Zero Waste: tutti i rifiuti generati sia dalle attività produttive che dalle altre attività che si svolgeranno all'interno dell'edificio (sono previsti punti ristoro, ponti per visitare l'installazione, un auditorium e laboratori di ricerca e sviluppo) saranno o utilizzati per produrre energia o riciclati.
Zero Emission: tutte le emissioni in aria e in acqua saranno filtrate, evitando di immettere in ambiente qualsivoglia inquinante.
Zero Pesticide: nessun bisogno di pesticidi, antiparassitari o disinfestanti grazie all'ambiente chiuso e controllato.
Zero Power: per funzionare, la struttura avrà bisogno di alcuni GWh all'anno di energia, questi saranno prodotti per un 30% circa da pannelli fotovoltaici e dalla biomassa costituita dagli scarti vegetali, e per il resto dalla più grande pompa geotermica d'Europa.
Le funzioni di Skyland non si esaurirebbero, come già accennato, con la produzione di derrate alimentari. D'altronde, le potenzialità di progetti di punta come questi emergono, assai più che dalle mere capacità produttive, da quelle di catalizzare processi ad alto valore aggiunto, sia economico che culturale. Si calcola che ogni dollaro speso in sonde spaziali provochi una ricaduta economica di sette dollari sulla terra. E' un dato comune ai progetti fortemente innovativi.
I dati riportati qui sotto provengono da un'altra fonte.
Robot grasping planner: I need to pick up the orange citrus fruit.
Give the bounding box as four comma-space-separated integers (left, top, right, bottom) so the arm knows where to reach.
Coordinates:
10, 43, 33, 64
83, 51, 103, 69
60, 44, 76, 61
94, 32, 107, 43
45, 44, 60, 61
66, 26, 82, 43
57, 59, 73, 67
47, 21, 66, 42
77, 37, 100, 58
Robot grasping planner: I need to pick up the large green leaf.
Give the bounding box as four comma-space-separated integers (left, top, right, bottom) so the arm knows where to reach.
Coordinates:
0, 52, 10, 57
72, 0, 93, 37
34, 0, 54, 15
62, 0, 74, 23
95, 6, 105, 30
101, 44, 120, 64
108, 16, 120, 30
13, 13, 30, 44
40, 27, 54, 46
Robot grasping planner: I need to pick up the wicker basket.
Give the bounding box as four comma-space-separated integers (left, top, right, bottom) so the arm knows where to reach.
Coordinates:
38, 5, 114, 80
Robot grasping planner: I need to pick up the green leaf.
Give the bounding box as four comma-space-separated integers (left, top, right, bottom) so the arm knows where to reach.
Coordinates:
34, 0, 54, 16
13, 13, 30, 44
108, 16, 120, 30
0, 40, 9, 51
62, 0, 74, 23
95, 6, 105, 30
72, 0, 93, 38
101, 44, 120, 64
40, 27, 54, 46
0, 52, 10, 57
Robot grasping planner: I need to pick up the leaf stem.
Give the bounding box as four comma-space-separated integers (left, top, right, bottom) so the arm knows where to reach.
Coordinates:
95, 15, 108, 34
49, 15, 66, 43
Skyland ospiterebbe laboratori di ricerca deputati allo sviluppo di tecnologie secondo due filoni principali. Da un lato la stessa "tecnologia Skyland": la torre, infatti, si configurerebbe per definizione come il primo prototipo di Vertical Farm al mondo, primato che potrebbe fare dell'Italia un leader tecnologico con capacità di esportazione. Dall'altro lato, nei laboratori si svilupperebbero tecnologie di monitoraggio e tracciamento della qualità degli alimenti, anche queste destinate a costituire un modello esportabile. Obbiettivi che chiamano inevitabilmente in causa le competenze e la capacità formativa dell'Università di Milano, e in particolare della Facoltà di Agraria, che è tra le migliori d'Europa. Infine, in quanto luogo aperto, visitabile dal pubblico e fruibile per attività culturali, Skyland eserciterebbe una funzione di cinghia di trasmissione rispetto ai temi della qualità degli alimenti e della loro sicurezza.
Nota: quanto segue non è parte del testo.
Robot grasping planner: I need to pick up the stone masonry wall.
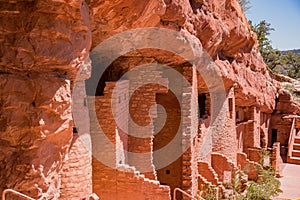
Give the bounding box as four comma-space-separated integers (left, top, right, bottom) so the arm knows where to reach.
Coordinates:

Lo dichiariamo: questo progetto piace a noi di Moebius. Convinti come siamo che il Paese debba posizionarsi, all'interno dello scenario globale, come leader in alcuni specifici settori industriali, come è stato per molti anni con l'industria tessile, alimentare, del design e della moda. I settori industriali che presentano di gran lunga i trend di crescita più elevati, sono oggi quelli connessi con le problematiche dell'efficienza energetica e dell'ambiente. Ed è perciò a questi che bisogna agganciarsi.
Solo un breve aneddoto per concludere. Circa un anno fa fu diffusa la notizia che si sarebbe costruita la prima Vertical Farm a Las Vegas. Fece rapidamente il giro del mondo, ma si rivelò una bufala. Le cifre che vi si citavano, però, non erano affatto improbabili. La città tutta luci e pajette, vi si sosteneva, non voleva farsi scappare l'opportunità di ospitare l'ennesima attrazione, grazie alla quale avrebbe incassato, compreso il contributo dei visitatori, più o meno quanto un Casinò.